The topic is highly salient following the issuance by the government of emergency decrees which, in some areas hit hard by the contagion, have mandated the suspension of certain activities (theatrical performances, museums, churches, sporting events, and, in general, most events in public spaces, in addition to the general suspension of in-person education), as well as the closing of businesses during determined time periods.

Final considerations

The above considerations have sought to shed light on how the border between cases of force majeure and those of hardship is not incontrovertible or clean; they instead show, in some circumstances, a substantial elision of the two concepts.

In order to correctly identify an individual instance and its possible legal implications, therefore, it is necessary to undertake a case by case analysis of each particular negotiation process.

In this context, it should be noted how the spread of the Coronavirus may, on one hand, render the fulfilment of some services definitively impossible due to objective circumstances that cannot be overcome, like, for example, the complete closure of certain areas or the precautionary suspension of production undertaken to slow the pandemic.

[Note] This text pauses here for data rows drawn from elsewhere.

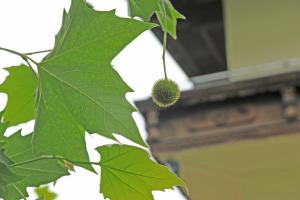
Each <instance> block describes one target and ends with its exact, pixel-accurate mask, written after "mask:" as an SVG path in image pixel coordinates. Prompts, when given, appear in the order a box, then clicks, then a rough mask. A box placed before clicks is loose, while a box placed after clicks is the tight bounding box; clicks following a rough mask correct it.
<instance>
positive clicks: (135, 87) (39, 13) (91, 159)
mask: <svg viewBox="0 0 300 200" xmlns="http://www.w3.org/2000/svg"><path fill="white" fill-rule="evenodd" d="M89 2H91V3H92V4H93V5H94V6H95V8H96V9H97V10H111V9H115V8H117V14H118V15H119V16H127V2H126V1H125V0H94V1H92V0H90V1H89ZM69 6H70V0H43V1H41V0H26V1H24V0H0V46H1V47H6V48H10V49H14V50H16V51H19V52H31V51H38V50H45V49H50V48H52V47H53V44H54V36H55V34H56V33H57V31H58V30H59V28H60V24H61V15H62V11H63V8H66V9H68V8H69ZM161 53H162V47H161V44H160V43H159V41H158V40H157V39H156V38H155V37H154V36H153V34H152V33H151V32H145V33H143V34H142V35H141V36H140V37H139V38H137V39H136V40H135V41H134V42H133V43H132V44H130V45H129V46H128V47H126V49H125V50H124V51H123V52H122V53H121V54H119V55H118V56H117V57H116V58H115V59H114V60H113V65H114V66H115V68H116V69H117V71H118V72H119V73H120V74H121V76H122V77H123V79H124V80H125V81H126V82H127V83H128V84H129V85H130V86H131V87H132V88H133V89H134V90H135V92H134V93H130V94H128V95H127V98H128V99H130V100H133V99H143V98H147V97H149V96H150V93H151V88H152V85H153V83H154V82H155V81H156V80H157V79H160V78H162V77H163V68H162V61H161ZM43 56H44V55H37V56H34V57H33V58H35V59H36V60H38V61H39V60H40V59H41V58H42V57H43ZM21 62H22V60H21V59H20V58H18V57H17V56H15V55H11V54H8V53H6V52H3V51H0V68H3V67H8V66H14V65H19V64H20V63H21ZM167 64H168V76H169V77H170V78H171V79H173V80H175V81H177V82H178V83H179V85H180V87H181V88H182V89H188V88H191V83H189V82H188V80H187V77H186V75H185V74H184V73H183V72H182V70H181V69H180V68H179V67H178V65H177V64H176V62H175V61H174V60H173V59H172V58H171V57H170V55H169V54H167ZM0 70H1V71H0V82H2V81H3V80H4V78H5V76H6V75H7V72H5V71H3V70H2V69H0ZM6 99H7V98H6V95H3V94H0V109H2V108H4V106H5V103H6ZM133 116H134V118H135V120H136V121H137V124H138V126H139V128H140V131H141V133H142V135H143V136H144V137H146V134H145V128H144V122H143V119H142V118H141V116H140V114H138V113H134V114H133ZM22 127H24V130H23V134H26V133H29V132H31V131H32V128H33V122H29V123H27V124H25V125H22ZM16 129H18V128H16V127H14V128H10V129H9V130H8V132H7V134H11V133H13V132H14V131H15V130H16ZM86 139H87V146H88V147H89V154H90V158H91V160H92V161H97V160H99V155H98V154H97V153H96V152H95V151H94V150H93V149H94V148H95V147H97V146H99V145H101V144H104V143H111V141H110V140H107V139H104V138H102V137H100V136H98V135H95V134H94V135H87V137H86ZM121 140H122V142H123V141H124V142H126V141H125V140H124V139H121ZM99 181H100V178H99V176H97V175H95V174H92V173H90V172H87V171H86V170H83V169H80V168H76V173H73V174H72V175H71V176H68V177H64V178H61V179H60V180H59V181H58V182H57V183H56V186H55V187H54V188H53V190H54V191H55V192H57V193H58V194H59V197H58V200H71V199H72V200H83V199H84V200H85V199H88V200H99V199H103V198H102V195H100V194H99ZM30 194H31V196H30V198H29V199H30V200H31V199H32V200H33V199H35V195H34V194H33V193H32V190H30ZM154 196H155V199H156V200H169V199H172V200H182V199H183V198H182V197H181V195H180V194H179V192H178V191H173V190H168V191H167V192H154Z"/></svg>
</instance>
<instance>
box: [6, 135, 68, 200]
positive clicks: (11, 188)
mask: <svg viewBox="0 0 300 200" xmlns="http://www.w3.org/2000/svg"><path fill="white" fill-rule="evenodd" d="M31 138H32V137H31V135H27V136H21V133H20V131H19V132H17V133H15V134H14V135H13V136H11V137H9V138H7V139H6V140H5V144H4V146H3V149H2V151H3V150H4V153H5V155H6V156H7V157H8V158H9V159H10V160H11V162H12V163H22V162H24V161H28V160H35V159H36V158H39V157H40V156H42V154H40V153H34V152H33V151H32V145H31ZM12 163H11V164H12ZM12 166H13V165H12ZM10 169H11V170H13V171H14V172H15V173H17V174H19V175H22V176H23V177H24V178H23V179H21V180H19V181H14V182H13V183H11V184H8V185H7V186H6V187H4V191H3V194H2V196H3V198H4V199H5V200H17V199H25V198H26V197H28V194H27V191H26V188H27V187H38V186H40V185H42V184H47V183H50V182H54V181H56V180H57V179H59V178H60V177H62V176H65V175H68V174H69V173H68V170H67V169H66V168H65V167H64V166H63V163H61V161H57V160H53V159H42V160H36V161H32V162H30V163H27V164H22V165H18V166H14V167H10ZM1 173H2V172H1ZM1 173H0V174H1Z"/></svg>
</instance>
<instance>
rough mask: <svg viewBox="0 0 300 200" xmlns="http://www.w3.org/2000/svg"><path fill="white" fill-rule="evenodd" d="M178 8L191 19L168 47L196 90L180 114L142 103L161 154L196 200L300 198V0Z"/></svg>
mask: <svg viewBox="0 0 300 200" xmlns="http://www.w3.org/2000/svg"><path fill="white" fill-rule="evenodd" d="M173 3H174V5H175V7H176V8H177V9H179V11H180V12H181V13H183V14H184V15H185V16H186V17H187V20H186V21H180V22H179V25H178V40H177V41H169V45H168V50H169V52H170V53H171V55H172V56H173V57H174V58H175V60H176V61H177V62H178V64H179V66H180V68H181V69H182V70H183V71H184V73H185V74H186V75H187V76H188V78H189V80H190V81H191V82H192V83H193V89H190V90H187V91H184V92H183V93H182V98H181V100H180V102H179V103H178V104H177V105H176V106H174V107H171V108H170V109H164V110H159V109H157V108H156V107H155V106H154V105H153V103H152V101H151V100H150V99H148V100H144V101H138V102H136V104H137V106H138V108H139V109H140V111H141V112H142V113H143V116H144V117H145V119H146V126H147V130H148V133H149V137H148V142H149V143H150V146H151V149H152V152H153V154H154V155H155V156H156V157H157V158H158V160H160V161H161V162H162V163H166V164H167V165H169V166H171V167H172V168H173V170H174V171H175V172H176V173H178V174H179V175H180V176H181V177H182V178H183V179H184V180H185V181H186V182H187V184H188V186H189V192H190V193H189V197H190V199H203V200H283V199H289V200H296V199H300V190H299V183H300V159H299V156H298V155H299V150H300V135H299V131H300V123H299V111H300V110H299V105H298V99H299V83H300V79H299V78H300V73H299V69H300V57H299V55H300V54H299V53H300V51H299V50H300V27H299V26H298V25H297V24H298V22H299V20H300V12H299V8H300V1H297V0H287V1H282V0H223V1H221V0H189V1H185V0H177V1H173ZM154 33H155V35H156V36H157V37H158V38H160V39H161V35H162V34H161V32H160V31H159V30H158V29H157V30H154Z"/></svg>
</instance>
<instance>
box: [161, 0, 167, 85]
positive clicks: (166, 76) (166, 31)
mask: <svg viewBox="0 0 300 200" xmlns="http://www.w3.org/2000/svg"><path fill="white" fill-rule="evenodd" d="M161 4H162V8H163V15H164V27H163V31H164V36H163V55H162V60H163V67H164V74H165V80H167V79H168V75H167V66H166V49H167V37H168V33H167V14H166V8H165V5H164V2H163V0H161Z"/></svg>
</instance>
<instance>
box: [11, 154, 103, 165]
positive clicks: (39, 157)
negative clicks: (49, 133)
mask: <svg viewBox="0 0 300 200" xmlns="http://www.w3.org/2000/svg"><path fill="white" fill-rule="evenodd" d="M47 159H48V160H49V159H50V160H61V161H64V160H65V161H68V162H69V163H73V164H83V165H100V162H83V161H73V160H68V159H65V158H63V157H59V156H47V155H43V156H39V157H36V158H33V159H30V160H25V161H22V162H18V163H13V164H11V165H9V166H10V167H17V166H20V165H25V164H28V163H32V162H35V161H39V160H47Z"/></svg>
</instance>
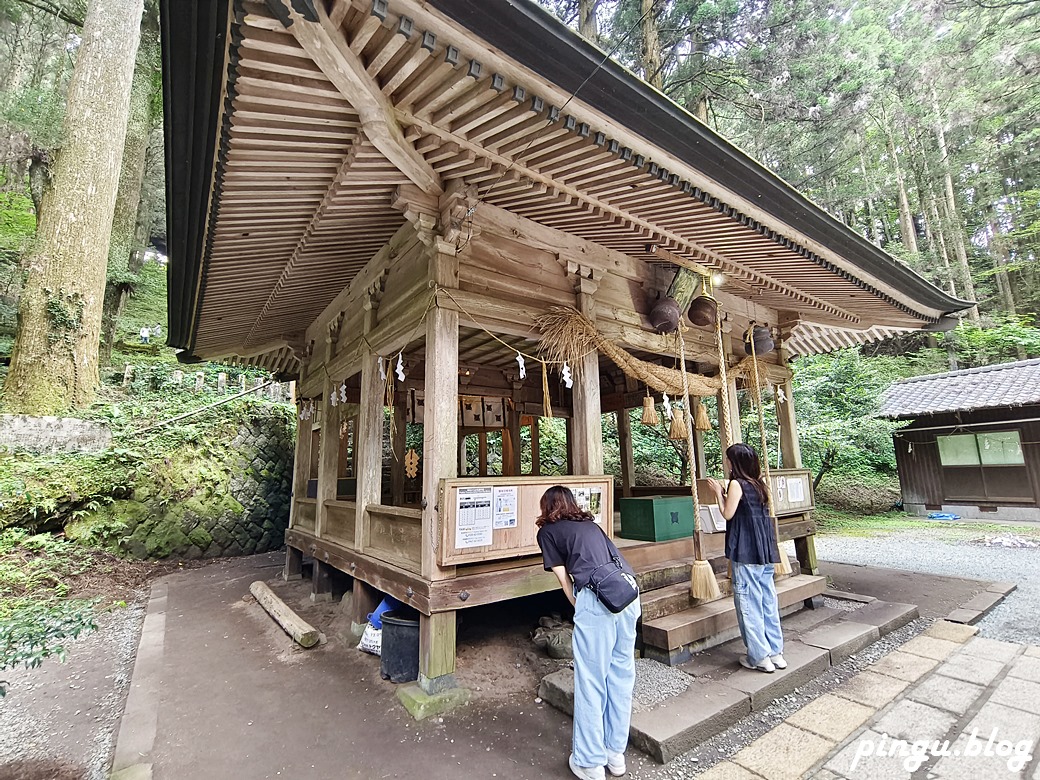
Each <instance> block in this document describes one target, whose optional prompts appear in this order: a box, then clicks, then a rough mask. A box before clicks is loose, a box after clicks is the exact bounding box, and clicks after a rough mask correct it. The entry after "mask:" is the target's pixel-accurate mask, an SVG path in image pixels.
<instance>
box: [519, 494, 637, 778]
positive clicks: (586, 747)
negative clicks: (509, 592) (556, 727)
mask: <svg viewBox="0 0 1040 780" xmlns="http://www.w3.org/2000/svg"><path fill="white" fill-rule="evenodd" d="M538 526H539V531H538V546H539V547H540V548H541V549H542V558H543V562H544V564H545V569H546V571H551V572H552V573H553V574H555V575H556V578H557V579H558V580H560V586H561V588H563V589H564V594H565V595H566V596H567V600H568V601H570V602H571V604H573V605H574V732H573V747H572V749H571V755H570V757H569V759H568V764H569V765H570V768H571V772H573V773H574V775H575V776H576V777H579V778H582V780H602V778H603V777H604V772H603V768H604V766H605V768H606V771H607V772H609V773H610V774H612V775H614V776H615V777H621V776H622V775H624V774H625V769H626V768H625V748H626V747H627V746H628V725H629V721H630V719H631V713H632V687H633V685H634V683H635V654H634V651H635V621H636V620H638V619H639V617H640V600H639V599H638V598H636V599H635V600H634V601H632V602H631V603H630V604H629V605H628V606H626V607H625V608H624V609H623V610H622V612H620V613H617V614H615V613H612V612H610V610H609V609H607V608H606V606H605V605H604V604H603V603H602V602H601V601H600V599H599V598H598V597H597V596H596V594H595V593H594V592H593V590H592V589H591V588H589V587H588V584H589V578H590V576H591V575H592V573H593V571H595V570H596V567H598V566H600V565H603V564H607V563H609V562H610V560H612V557H613V556H615V555H617V556H618V558H620V560H621V562H622V570H623V572H624V573H623V574H621V575H619V576H625V577H630V578H631V584H632V587H633V588H634V587H635V579H634V576H633V572H632V570H631V567H629V566H628V564H626V563H624V558H621V553H620V552H618V548H617V547H615V545H614V542H612V541H610V540H609V539H608V538H607V536H606V534H605V532H603V529H602V528H600V527H599V525H597V524H596V523H595V522H594V521H593V517H592V515H590V514H589V513H588V512H583V511H582V510H580V509H579V508H578V505H577V502H576V501H575V500H574V494H573V493H571V491H570V490H569V489H568V488H564V487H562V486H560V485H557V486H554V487H552V488H549V489H548V490H547V491H545V494H544V495H543V496H542V514H541V516H540V517H539V518H538ZM597 581H598V578H597Z"/></svg>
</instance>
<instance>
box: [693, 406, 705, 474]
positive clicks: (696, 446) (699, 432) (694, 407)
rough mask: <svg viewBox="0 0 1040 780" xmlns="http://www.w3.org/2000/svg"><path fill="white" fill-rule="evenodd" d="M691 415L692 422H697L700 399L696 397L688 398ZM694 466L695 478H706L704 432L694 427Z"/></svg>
mask: <svg viewBox="0 0 1040 780" xmlns="http://www.w3.org/2000/svg"><path fill="white" fill-rule="evenodd" d="M690 401H691V404H690V406H691V409H690V411H691V415H690V418H691V419H692V420H695V421H696V420H697V410H698V409H700V407H701V399H700V398H699V397H697V396H696V395H694V396H692V397H691V398H690ZM694 464H695V468H696V471H697V475H696V478H698V479H703V478H704V477H705V476H707V470H708V466H707V461H706V459H705V458H704V432H703V431H698V430H697V427H696V426H695V427H694Z"/></svg>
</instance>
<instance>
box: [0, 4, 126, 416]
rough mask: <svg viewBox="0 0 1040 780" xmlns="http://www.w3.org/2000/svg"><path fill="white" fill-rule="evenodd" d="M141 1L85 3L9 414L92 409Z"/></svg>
mask: <svg viewBox="0 0 1040 780" xmlns="http://www.w3.org/2000/svg"><path fill="white" fill-rule="evenodd" d="M141 8H142V0H92V3H90V5H89V8H88V9H87V14H86V21H85V23H84V26H83V38H82V43H81V45H80V50H79V53H78V55H77V60H76V68H75V70H74V72H73V78H72V83H71V85H70V87H69V96H68V109H67V113H66V122H64V140H63V142H62V146H61V149H60V151H59V152H58V154H57V156H56V158H55V160H54V164H53V166H52V170H51V174H52V176H51V180H50V183H49V186H48V188H47V191H46V192H45V194H44V201H43V205H42V210H41V214H40V222H38V226H37V231H36V245H35V248H34V250H33V252H32V254H31V256H30V258H29V270H28V276H27V279H26V285H25V290H24V292H23V295H22V301H21V306H20V308H19V332H18V337H17V340H16V342H15V350H14V354H12V356H11V364H10V373H9V374H8V376H7V383H6V386H5V388H4V392H5V396H6V406H7V409H8V410H9V411H11V412H16V413H23V414H55V413H59V412H62V411H64V410H67V409H69V408H70V407H82V406H85V405H86V404H89V402H90V400H92V399H93V398H94V393H95V391H96V389H97V385H98V340H99V337H100V334H101V307H102V298H103V297H104V292H105V269H106V265H107V260H108V244H109V233H110V232H111V227H112V212H113V210H114V208H115V194H116V189H118V186H119V176H120V162H121V160H122V158H123V142H124V139H125V137H126V128H127V115H128V113H129V107H130V83H131V80H132V79H133V69H134V58H135V55H136V53H137V41H138V38H139V36H140V29H139V28H140V18H141Z"/></svg>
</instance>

On the other hand, it is important to highlight how in some other cases the effects of the pandemic on international commerce do not make the provision of contractual services completely impossible, but merely very burdensome, as is the case when parties must use different means of delivery or require more time to complete production.

In any case, there is no definitive rule to follow.

Every commercial entity who has been impacted by the spread of the Coronavirus, whether supplier or purchaser, must first begin to examine the specific provisions of their contracts with the goal of establishing if there is a precise definition of the circumstances of force majeure (or hardship) and their related consequences.

Only following such an evaluation can the effects of a failure to perform certain services, as well as the actual impact of a series of events on the contractual balance, be concretely determined.